Clarifying the type of sugar being discussed is essential because there is a noticeable difference between sugar that is added to foods and sugar that occurs naturally in foods. According to Shapiro, the above guidelines are for added sugars. What should you know about sugar, which is a naturally occurring substance in foods such as fruit?
By the way, always consult your doctor about the best way to manage and prevent diseases like diabetes. In general, Shapiro says processed foods are the main culprits behind excess sugar intake.
Shapiro claims that the majority of individuals obtain their sugar from items like cereal, granola, yogurt, energy bars, baked goods, juice, coffee beverages, and even low-fat or diet meals. The fact that many of these items are marketed as “healthy” or seem to be commonplace dishes with better ingredients is extremely unexpected. But before lowering them because you believe they are healthier, be cautious with these items, or at the very least double-check the sugar amount.
Although honey or other sweeteners that sound healthier are frequently used to sweeten granola, they still contain added sugar. Although many believe it to be a nutritious breakfast, flavored yogurts, even Greek yogurt, can contain more than 18 grams of sugar per 5 ounces. That’s a lot, Shapiro remarks.
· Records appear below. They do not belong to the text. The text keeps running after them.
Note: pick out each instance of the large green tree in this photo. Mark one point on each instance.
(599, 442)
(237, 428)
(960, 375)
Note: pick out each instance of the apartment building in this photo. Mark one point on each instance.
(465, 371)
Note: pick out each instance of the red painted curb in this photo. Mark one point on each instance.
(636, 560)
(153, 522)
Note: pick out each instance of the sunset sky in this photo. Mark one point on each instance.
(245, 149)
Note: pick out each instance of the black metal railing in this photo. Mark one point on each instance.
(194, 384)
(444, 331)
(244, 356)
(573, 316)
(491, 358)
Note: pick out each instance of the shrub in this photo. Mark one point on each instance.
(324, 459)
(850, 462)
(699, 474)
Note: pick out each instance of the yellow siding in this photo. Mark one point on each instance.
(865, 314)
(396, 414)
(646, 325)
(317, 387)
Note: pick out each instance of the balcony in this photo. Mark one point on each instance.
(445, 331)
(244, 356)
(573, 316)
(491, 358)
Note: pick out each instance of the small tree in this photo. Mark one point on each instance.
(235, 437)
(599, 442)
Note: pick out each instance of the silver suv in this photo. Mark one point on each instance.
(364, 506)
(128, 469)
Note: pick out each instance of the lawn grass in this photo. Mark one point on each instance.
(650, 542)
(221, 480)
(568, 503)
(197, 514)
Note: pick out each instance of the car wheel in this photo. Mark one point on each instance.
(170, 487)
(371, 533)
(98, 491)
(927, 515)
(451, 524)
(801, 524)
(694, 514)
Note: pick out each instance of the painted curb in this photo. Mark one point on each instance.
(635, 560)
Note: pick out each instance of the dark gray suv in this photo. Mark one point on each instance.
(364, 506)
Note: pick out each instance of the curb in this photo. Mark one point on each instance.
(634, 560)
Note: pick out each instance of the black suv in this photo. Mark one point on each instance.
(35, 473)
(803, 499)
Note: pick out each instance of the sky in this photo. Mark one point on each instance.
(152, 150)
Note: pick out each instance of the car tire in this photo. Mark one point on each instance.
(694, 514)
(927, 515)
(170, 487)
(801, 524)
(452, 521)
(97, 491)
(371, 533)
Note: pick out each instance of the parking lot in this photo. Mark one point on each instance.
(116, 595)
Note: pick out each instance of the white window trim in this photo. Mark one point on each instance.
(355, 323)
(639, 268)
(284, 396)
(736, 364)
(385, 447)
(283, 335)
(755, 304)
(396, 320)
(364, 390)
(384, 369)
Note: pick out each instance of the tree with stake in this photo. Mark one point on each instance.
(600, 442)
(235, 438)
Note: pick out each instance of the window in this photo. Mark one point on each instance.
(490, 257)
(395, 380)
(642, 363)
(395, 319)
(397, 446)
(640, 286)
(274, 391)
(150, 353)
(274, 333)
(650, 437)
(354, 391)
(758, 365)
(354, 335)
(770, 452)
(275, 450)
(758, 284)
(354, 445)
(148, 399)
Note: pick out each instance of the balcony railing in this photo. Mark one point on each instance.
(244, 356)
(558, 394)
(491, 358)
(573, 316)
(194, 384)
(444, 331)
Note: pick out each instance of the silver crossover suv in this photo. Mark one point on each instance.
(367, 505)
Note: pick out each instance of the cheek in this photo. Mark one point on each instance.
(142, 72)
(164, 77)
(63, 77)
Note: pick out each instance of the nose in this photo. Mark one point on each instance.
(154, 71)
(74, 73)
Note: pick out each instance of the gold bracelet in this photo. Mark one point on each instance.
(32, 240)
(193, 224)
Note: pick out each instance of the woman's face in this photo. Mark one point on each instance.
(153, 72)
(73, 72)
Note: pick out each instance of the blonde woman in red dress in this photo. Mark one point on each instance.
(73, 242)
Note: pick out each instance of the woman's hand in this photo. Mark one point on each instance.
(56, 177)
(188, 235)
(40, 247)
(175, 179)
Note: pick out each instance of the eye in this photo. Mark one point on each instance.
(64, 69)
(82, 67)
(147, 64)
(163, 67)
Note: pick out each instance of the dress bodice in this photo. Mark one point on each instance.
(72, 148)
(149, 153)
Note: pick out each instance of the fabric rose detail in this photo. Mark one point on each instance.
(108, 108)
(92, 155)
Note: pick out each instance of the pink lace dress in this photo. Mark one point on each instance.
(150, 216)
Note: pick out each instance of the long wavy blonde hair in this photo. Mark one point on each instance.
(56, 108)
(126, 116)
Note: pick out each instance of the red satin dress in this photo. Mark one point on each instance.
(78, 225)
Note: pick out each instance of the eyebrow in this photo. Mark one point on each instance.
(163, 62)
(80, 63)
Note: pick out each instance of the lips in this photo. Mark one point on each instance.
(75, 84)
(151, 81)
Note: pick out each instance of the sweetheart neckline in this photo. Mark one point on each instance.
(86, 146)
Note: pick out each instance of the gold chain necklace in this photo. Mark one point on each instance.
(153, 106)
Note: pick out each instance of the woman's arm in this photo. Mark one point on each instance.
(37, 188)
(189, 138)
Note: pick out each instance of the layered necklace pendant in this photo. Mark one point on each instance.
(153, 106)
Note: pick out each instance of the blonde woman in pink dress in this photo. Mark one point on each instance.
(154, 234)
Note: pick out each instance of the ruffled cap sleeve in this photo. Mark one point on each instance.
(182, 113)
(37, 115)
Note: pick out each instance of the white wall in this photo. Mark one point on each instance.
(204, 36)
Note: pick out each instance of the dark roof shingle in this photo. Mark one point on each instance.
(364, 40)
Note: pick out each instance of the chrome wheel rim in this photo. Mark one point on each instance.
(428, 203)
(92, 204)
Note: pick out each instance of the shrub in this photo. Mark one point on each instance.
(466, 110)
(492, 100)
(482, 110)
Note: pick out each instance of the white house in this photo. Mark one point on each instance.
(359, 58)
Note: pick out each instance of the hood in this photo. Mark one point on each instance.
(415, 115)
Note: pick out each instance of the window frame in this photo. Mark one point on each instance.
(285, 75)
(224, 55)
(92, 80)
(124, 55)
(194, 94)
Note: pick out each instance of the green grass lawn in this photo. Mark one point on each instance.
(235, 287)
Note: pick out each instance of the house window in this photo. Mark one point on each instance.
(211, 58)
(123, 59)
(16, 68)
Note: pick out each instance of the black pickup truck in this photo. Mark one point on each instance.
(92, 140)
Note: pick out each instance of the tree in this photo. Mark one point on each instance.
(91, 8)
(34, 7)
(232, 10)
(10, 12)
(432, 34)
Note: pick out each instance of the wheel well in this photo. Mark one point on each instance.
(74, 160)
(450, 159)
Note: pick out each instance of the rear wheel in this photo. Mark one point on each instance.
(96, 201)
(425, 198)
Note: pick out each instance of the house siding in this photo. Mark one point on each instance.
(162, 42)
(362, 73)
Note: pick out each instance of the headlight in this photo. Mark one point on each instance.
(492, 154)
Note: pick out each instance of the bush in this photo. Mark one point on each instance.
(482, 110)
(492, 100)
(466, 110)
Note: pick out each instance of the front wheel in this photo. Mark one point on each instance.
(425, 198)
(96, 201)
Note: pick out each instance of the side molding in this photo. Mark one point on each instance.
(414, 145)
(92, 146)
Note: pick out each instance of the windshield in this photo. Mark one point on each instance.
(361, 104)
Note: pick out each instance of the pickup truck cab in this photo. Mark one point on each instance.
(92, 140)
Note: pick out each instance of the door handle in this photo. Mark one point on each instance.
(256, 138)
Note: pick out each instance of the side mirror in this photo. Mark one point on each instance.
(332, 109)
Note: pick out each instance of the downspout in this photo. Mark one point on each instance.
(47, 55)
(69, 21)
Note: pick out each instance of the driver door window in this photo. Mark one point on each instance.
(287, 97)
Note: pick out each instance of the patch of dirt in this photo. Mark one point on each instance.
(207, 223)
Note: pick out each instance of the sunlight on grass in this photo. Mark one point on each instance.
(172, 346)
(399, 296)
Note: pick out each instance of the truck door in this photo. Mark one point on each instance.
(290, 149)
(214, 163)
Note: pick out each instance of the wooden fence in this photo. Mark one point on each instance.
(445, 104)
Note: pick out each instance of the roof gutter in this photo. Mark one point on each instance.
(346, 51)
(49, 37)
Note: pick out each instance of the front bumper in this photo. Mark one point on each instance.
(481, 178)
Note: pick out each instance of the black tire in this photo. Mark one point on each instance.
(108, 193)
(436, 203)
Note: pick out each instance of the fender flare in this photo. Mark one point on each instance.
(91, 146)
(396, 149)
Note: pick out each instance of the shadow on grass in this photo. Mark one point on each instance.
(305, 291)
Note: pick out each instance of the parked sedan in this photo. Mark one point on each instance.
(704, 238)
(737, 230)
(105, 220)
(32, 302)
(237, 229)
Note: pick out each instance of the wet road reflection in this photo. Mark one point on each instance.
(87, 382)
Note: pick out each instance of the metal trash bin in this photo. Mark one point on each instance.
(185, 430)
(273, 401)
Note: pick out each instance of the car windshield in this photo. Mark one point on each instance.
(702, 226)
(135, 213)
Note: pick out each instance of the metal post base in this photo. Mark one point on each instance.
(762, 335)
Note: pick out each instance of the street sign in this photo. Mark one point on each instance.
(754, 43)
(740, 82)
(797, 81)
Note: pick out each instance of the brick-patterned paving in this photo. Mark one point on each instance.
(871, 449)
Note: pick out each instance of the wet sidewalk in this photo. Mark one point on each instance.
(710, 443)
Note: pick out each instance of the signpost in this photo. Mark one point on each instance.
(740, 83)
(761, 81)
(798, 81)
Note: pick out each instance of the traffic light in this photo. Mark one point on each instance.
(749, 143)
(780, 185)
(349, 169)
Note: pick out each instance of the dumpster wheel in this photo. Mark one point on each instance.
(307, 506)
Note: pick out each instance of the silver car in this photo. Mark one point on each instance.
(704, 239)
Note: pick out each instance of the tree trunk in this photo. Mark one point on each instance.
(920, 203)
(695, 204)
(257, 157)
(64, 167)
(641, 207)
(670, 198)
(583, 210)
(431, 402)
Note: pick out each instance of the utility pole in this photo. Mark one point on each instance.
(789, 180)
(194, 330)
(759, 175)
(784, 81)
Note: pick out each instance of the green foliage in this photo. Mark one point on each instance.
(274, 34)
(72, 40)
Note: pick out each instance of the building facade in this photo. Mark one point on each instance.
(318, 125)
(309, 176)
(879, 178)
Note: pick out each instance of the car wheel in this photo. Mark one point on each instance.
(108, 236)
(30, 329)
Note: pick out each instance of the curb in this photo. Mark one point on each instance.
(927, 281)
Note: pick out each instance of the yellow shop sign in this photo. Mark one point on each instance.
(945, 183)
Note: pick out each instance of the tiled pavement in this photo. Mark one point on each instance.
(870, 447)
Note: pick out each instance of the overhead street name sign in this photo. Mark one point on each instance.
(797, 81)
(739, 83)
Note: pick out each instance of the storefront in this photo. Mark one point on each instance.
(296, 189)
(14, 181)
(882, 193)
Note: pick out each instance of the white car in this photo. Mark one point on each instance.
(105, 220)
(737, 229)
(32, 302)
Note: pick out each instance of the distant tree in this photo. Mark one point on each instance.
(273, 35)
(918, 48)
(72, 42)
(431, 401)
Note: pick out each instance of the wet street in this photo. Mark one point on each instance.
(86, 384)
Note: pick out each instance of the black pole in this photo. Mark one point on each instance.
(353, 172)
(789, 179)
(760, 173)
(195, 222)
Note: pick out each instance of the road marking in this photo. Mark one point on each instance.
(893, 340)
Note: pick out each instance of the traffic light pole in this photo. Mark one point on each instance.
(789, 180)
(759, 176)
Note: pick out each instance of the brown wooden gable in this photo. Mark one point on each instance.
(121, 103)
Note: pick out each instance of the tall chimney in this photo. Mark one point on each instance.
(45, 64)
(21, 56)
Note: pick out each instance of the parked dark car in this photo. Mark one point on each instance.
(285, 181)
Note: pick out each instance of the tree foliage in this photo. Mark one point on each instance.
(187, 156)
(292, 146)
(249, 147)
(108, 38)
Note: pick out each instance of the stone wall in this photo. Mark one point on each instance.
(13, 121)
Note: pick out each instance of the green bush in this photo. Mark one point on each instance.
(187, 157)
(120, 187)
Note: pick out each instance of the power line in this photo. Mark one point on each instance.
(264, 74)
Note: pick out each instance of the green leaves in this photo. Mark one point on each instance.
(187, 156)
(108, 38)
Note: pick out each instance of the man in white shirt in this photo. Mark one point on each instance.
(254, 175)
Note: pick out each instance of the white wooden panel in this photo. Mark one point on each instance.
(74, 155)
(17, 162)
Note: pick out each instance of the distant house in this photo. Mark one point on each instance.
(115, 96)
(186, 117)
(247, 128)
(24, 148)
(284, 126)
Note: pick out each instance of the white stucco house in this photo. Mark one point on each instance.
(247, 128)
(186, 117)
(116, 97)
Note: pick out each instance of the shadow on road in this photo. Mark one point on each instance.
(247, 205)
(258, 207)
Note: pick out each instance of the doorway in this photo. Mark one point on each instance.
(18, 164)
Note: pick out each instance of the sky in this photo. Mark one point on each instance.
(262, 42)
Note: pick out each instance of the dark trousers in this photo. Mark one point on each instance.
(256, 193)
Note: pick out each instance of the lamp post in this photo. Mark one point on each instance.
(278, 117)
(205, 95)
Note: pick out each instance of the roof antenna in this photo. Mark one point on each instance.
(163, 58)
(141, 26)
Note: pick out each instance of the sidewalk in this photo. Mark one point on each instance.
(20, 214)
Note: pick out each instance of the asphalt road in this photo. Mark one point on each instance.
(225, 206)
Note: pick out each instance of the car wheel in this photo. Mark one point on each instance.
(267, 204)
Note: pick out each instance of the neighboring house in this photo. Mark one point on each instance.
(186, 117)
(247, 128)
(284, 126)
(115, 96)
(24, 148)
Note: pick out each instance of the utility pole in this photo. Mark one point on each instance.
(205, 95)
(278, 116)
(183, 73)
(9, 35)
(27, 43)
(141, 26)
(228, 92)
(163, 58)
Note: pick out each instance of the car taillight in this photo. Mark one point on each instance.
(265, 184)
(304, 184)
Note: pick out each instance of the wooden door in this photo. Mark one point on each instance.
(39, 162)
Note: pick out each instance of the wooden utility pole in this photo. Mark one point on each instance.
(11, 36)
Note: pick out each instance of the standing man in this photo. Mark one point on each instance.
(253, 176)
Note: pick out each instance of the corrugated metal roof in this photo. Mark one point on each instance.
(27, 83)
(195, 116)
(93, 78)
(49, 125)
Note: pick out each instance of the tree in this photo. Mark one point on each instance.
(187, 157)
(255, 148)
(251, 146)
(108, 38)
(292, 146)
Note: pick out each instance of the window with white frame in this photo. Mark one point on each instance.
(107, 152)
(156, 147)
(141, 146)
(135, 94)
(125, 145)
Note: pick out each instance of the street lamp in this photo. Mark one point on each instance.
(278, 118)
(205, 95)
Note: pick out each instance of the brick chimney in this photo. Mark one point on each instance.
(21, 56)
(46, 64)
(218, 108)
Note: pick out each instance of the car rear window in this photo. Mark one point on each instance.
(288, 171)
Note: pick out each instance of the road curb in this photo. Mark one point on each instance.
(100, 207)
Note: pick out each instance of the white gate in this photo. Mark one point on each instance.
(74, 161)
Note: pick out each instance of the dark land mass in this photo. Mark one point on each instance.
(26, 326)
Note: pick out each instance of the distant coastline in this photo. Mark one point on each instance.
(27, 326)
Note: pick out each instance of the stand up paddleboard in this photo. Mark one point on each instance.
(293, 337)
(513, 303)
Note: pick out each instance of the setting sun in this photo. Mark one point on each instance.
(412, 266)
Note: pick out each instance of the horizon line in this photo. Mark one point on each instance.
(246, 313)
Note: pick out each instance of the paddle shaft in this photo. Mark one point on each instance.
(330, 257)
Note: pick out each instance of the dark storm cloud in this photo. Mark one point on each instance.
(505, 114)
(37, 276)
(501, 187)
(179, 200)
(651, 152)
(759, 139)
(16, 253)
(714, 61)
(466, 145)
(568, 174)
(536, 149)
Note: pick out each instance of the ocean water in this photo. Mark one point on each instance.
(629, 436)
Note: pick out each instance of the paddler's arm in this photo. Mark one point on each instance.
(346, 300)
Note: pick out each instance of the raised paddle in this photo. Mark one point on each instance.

When you include the granola, you’ve met your daily intake.
Vegan or gluten-free baked goods are other typical items that look healthy but can be loaded with sugar, according to Shapiro. Although eating a vegan or gluten-free bagel or cookie may seem healthy, Shapiro notes that they still contain plenty of sugar. That’s because gluten-free generally has a comparable nutritional profile to other baked goods that contain gluten—the flour is made only from a gluten-free source—and vegan simply means that no animal products are used in the product. Don’t be fooled by the health buzzwords often labeled on processed, packaged foods or baked goods; in both situations, there is plenty of room to add sweets and sugars to recipes and call them “gluten-free,” “vegan,” or even “organic.”.
Drinking specialty coffee drinks is another easy way to consume more sugar than you intended. Grab a quick cup of coffee for a mid-day energizer, and Shapiro warns you’ll be consuming more than 20g of sugar. Specialty lattes and coffee drinks often contain flavored syrups that, while they may taste fantastic in your coffee, are an easy way to use up a lot of sugar quickly. Try unsweetened coffee if you can, or sweeten it yourself with a packet of sugar to at least manage the amount that goes into your drink.